Frank Traynor (8 August 1927 – 22 February 1985) was an Australian jazz musician, trombonist and entrepreneur based in Melbourne. He led Australia’s longest continuously running jazz band, the Jazz Preachers, from 1956 until his death in 1985. He founded the Melbourne Jazz Club in 1958. He founded and ran Frank Traynor's Folk and Jazz Club (1963–75), which played a central role in the Australian folk revival. The club featured performers including Martyn Wyndham-Read, Danny Spooner, Brian Mooney, David Lumsden, Trevor Lucas and Margret RoadKnight.

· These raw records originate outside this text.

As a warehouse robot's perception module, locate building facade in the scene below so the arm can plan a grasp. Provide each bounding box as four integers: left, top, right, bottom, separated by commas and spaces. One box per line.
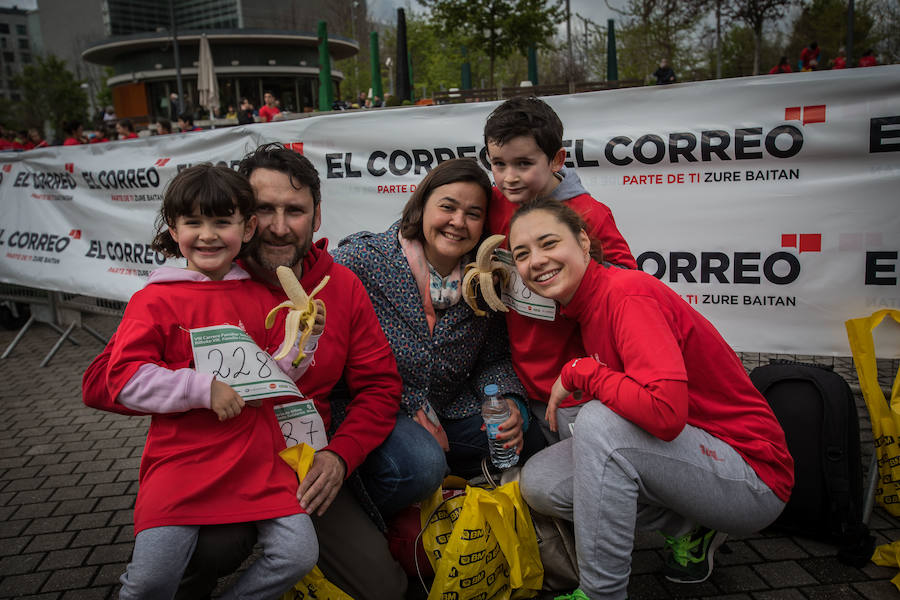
0, 7, 39, 102
37, 0, 365, 123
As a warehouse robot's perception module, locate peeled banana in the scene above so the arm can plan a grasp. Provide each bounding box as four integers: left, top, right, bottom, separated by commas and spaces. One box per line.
462, 234, 510, 317
265, 266, 329, 366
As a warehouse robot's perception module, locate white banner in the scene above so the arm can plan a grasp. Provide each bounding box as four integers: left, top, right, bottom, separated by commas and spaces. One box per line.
2, 66, 899, 356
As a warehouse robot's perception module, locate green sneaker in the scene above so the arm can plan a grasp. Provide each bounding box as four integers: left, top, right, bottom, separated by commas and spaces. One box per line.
662, 526, 727, 583
554, 590, 589, 600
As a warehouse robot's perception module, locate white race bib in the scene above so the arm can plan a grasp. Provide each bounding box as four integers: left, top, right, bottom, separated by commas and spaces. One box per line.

Traynor formed his first band, the Black Bottom Stompers, in 1949. In 1951 he joined the Len Barnard Band and that same year was voted best trombonist in the "Make Way for the Bands" poll. He also made his first recordings with this band. He and his band were also a regular feature at Athol's Abbey, an underground bar and grill on the corner of St Kilda Road and Park Street (known now as the "Domain" beneath the late Domain Hotel, now a commercial complex during the 1970s.
In 1963, Traynor recorded an EP with Judith Durham titled, Judy Durham. Frank and the Jazz Preachers were also a prominent feature of the Melbourne City Council's FEIP program – Free Entertainment in the Parks lunchtime activities during the '70s under the MC of Mr Robert King Crawford, with sound (amplification provided by H. C. McLean and Son Public Address.

In 1972, Traynor was part of the Fable Singers recording session, which saw the theme songs for the 12 then-VFL clubs recorded under the musical direction of channel 7's Ivan Hutchinson, alongside other Australian jazz musicians such as Smacka Fitzgibbon. Most of these recordings are still played at AFL matches today; Traynor's trombone playing can be prominently heard at the start of the Carlton football club song "We Are the Navy Blues".

Another regular venue during this period was the Dick Whittington Tavern in Hotham Street, St Kilda, on a Saturday afternoon. Frank Traynor was diagnosed with leukaemia and died in 1985. He was survived by his wife and their daughter, and two sons from a previous marriage.